The Hepers, The Hunters, and the Duskers. Each set of characters have their own personalities, traits, similarities, and differences. Some are scarier than others, and Fukuda knows when to amp up the fear. Being hunted isn’t something that is easy to describe, let alone strike some real emotion with, but Fukuda does it and does it well. It’s exciting to go from scene to scene, slowly revealing bits and pieces of a big mystery. Who are they? What are they? Fukuda has answers and he slowly tells you.
Fukuda is still as detail oriented as ever, with his fantastic world-building skills. He describes the human senses to the most miniscule detail. He adds more by describe emotions, like fear, and kick starts an adrenaline rush like no other. Fukuda brings the reader to places that would give you chills. The way he describes things and lays it out for you. It’s really creepy, but in a good way.
I love how the The Prey is still told through the eyes of Gene. He tells the story in a great way. Fukuda gave him a really good voice, and I appreciated it a lot. The Prey has a lot of excitement, and I think it was best told through a male voice.

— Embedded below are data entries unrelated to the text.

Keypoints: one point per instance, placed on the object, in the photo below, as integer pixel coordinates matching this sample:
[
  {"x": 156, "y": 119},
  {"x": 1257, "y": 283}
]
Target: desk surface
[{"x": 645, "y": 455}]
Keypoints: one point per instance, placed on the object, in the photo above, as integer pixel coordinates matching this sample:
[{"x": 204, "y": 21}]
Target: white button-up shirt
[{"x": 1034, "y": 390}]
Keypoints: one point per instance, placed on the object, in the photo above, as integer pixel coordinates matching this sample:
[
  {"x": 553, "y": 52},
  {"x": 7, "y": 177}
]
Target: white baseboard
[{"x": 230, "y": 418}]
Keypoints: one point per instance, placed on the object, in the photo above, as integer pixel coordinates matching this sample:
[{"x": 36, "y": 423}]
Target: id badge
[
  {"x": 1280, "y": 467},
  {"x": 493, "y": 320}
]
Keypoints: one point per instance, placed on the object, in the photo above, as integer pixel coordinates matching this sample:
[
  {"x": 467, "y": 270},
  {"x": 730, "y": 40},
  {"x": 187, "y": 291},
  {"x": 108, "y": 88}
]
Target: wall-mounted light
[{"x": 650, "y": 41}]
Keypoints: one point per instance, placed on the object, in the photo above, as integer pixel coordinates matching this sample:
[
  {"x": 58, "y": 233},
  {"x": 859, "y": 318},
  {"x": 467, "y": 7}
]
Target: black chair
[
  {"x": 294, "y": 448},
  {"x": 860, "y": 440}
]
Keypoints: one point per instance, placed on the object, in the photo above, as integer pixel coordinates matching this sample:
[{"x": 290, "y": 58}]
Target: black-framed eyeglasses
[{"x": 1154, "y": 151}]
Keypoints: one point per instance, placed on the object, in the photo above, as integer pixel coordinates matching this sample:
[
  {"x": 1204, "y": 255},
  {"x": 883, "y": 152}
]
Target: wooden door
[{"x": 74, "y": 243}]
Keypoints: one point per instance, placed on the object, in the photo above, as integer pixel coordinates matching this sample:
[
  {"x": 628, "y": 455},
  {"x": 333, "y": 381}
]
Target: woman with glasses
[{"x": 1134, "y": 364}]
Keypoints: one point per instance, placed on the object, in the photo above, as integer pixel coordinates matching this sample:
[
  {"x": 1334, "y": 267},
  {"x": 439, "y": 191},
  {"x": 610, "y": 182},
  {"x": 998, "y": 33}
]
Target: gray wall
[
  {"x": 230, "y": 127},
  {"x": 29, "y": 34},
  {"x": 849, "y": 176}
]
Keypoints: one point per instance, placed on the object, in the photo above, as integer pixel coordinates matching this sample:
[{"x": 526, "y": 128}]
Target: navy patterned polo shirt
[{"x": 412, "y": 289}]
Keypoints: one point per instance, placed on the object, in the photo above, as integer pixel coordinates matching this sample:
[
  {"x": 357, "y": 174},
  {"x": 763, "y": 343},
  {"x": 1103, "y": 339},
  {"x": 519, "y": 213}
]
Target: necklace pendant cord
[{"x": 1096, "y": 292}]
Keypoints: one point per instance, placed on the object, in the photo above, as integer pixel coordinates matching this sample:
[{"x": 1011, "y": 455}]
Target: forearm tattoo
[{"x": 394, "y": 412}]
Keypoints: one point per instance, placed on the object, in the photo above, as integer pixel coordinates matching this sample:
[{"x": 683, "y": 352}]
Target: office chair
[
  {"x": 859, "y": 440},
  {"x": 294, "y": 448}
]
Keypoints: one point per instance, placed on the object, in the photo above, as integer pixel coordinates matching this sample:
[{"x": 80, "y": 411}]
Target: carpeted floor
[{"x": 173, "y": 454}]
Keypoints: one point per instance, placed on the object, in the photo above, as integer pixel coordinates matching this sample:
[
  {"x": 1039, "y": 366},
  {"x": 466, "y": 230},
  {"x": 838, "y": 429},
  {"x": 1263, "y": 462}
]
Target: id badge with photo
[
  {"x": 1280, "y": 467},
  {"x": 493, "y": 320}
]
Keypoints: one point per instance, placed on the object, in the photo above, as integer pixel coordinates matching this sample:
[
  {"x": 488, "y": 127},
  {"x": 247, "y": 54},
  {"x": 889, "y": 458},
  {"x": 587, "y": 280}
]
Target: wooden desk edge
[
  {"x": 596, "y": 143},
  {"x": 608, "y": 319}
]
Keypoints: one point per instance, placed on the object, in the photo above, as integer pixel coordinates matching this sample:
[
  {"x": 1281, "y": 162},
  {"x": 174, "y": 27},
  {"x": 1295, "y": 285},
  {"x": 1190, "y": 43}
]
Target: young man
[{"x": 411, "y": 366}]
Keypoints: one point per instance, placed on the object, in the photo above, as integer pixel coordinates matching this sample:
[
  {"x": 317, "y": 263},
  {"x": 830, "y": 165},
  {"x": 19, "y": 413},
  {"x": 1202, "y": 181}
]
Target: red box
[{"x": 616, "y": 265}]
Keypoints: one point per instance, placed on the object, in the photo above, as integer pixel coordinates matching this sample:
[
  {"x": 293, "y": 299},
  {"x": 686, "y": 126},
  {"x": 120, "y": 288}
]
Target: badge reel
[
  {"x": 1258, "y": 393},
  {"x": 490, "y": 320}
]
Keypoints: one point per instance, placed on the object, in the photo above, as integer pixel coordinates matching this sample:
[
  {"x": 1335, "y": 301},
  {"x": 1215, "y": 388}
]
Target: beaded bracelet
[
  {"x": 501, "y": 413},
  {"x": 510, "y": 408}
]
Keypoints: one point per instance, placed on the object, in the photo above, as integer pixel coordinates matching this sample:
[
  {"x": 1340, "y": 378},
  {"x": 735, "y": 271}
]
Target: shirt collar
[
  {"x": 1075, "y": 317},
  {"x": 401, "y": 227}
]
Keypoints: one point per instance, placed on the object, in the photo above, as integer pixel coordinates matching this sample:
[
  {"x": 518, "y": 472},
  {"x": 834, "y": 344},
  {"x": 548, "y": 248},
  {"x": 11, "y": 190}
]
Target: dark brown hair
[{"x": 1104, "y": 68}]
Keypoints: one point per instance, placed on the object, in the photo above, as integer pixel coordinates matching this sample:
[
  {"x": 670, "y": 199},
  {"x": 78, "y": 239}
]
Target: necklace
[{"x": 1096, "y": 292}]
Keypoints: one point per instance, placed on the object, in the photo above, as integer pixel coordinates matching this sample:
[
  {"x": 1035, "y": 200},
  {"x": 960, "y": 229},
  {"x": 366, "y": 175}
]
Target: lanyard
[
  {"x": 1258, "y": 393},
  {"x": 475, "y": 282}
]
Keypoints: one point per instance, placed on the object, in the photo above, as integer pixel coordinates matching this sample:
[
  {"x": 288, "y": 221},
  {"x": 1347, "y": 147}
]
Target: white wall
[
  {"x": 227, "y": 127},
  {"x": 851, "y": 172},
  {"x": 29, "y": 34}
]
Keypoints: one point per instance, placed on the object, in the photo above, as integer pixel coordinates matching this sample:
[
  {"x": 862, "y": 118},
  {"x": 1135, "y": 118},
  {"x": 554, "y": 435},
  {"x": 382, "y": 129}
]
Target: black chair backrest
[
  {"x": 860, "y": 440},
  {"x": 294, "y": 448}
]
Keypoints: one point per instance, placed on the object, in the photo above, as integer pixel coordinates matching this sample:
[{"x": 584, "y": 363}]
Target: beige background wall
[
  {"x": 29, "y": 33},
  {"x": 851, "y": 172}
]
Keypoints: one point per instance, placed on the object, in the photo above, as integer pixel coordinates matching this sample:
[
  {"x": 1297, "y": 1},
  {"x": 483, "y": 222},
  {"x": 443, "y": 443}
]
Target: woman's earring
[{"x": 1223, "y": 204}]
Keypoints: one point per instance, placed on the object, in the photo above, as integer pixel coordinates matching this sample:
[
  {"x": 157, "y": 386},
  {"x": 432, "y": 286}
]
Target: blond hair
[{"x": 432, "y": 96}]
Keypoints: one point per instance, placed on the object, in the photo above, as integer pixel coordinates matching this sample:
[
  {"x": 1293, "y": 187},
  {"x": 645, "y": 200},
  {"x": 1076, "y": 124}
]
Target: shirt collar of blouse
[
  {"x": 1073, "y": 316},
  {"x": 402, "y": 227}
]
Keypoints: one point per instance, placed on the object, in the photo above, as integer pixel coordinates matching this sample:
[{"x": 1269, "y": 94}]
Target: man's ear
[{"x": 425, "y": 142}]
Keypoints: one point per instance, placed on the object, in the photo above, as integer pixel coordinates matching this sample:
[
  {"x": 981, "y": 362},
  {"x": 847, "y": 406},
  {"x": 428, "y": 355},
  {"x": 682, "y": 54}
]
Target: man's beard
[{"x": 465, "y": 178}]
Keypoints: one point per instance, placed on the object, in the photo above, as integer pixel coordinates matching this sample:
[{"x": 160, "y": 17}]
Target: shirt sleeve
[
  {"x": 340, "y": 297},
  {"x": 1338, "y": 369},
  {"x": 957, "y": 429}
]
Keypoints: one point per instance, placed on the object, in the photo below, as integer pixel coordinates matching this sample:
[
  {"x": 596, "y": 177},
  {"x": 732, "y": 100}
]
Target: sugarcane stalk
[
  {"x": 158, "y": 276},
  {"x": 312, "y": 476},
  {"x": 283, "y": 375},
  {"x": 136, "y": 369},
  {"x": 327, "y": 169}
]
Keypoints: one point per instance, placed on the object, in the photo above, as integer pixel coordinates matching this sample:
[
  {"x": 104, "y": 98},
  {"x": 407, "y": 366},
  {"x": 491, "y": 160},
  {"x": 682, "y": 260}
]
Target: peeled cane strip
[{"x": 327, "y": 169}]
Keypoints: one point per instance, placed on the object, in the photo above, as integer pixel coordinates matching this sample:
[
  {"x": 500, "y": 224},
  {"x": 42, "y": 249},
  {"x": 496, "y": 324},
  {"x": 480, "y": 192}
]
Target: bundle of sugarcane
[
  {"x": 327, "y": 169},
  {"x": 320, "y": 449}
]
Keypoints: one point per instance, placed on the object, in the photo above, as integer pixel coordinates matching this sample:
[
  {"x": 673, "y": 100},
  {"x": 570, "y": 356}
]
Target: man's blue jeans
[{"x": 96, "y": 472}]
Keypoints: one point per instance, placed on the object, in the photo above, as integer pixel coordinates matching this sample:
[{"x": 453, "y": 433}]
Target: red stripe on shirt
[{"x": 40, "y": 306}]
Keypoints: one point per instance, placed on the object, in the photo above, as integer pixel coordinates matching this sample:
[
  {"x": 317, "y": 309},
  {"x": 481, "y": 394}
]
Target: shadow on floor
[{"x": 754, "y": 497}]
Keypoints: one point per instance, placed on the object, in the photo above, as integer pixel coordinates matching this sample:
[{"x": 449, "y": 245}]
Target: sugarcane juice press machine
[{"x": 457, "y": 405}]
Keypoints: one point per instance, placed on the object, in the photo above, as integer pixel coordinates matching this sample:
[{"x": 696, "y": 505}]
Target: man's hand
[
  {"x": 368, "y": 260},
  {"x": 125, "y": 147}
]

The pacing was great. I never had a hard time keeping up, nor did I feel like anything dragged on. For those of you who are tired of mushy romantic paranormal stories, The Prey is for you. I promise there will be death, action, and mystery.
I pause, her words—You don’t know him the way we do—still ringing in my ears. The things I could tell her. That the man they know as the Scientist is the same man I have called Father; that I have lived with him, played with him, conversed with him, explored the metropolis with him, been told stories by him. I knew that when he slept, his hardened face fell away to expose the face of a little boy, and that he snored only softly, his huge barrel chest rising and falling, rising and falling, his hands lying lax at his sides. That my years with him were more than theirs, and deeper. That I have been loved by him with a father’s love, and
that bond is greater than any other.
Instead, I rub the sticks harder against one another.
“You have the weight of the world on your shoulders, Gene,” she says quietly.
I cross my legs under me, not speaking.
“Secrets,” she whispers, “they will eat you up inside.” She gets up and joins the others.
The Hunt Trilogy:
1. The Hunt
2. The Prey
FTC Advisory: St. Martin’s Griffin/Macmillan provided me with a copy of The Prey. No goody bags, sponsorships, “material connections,” or bribes were exchanged for my review.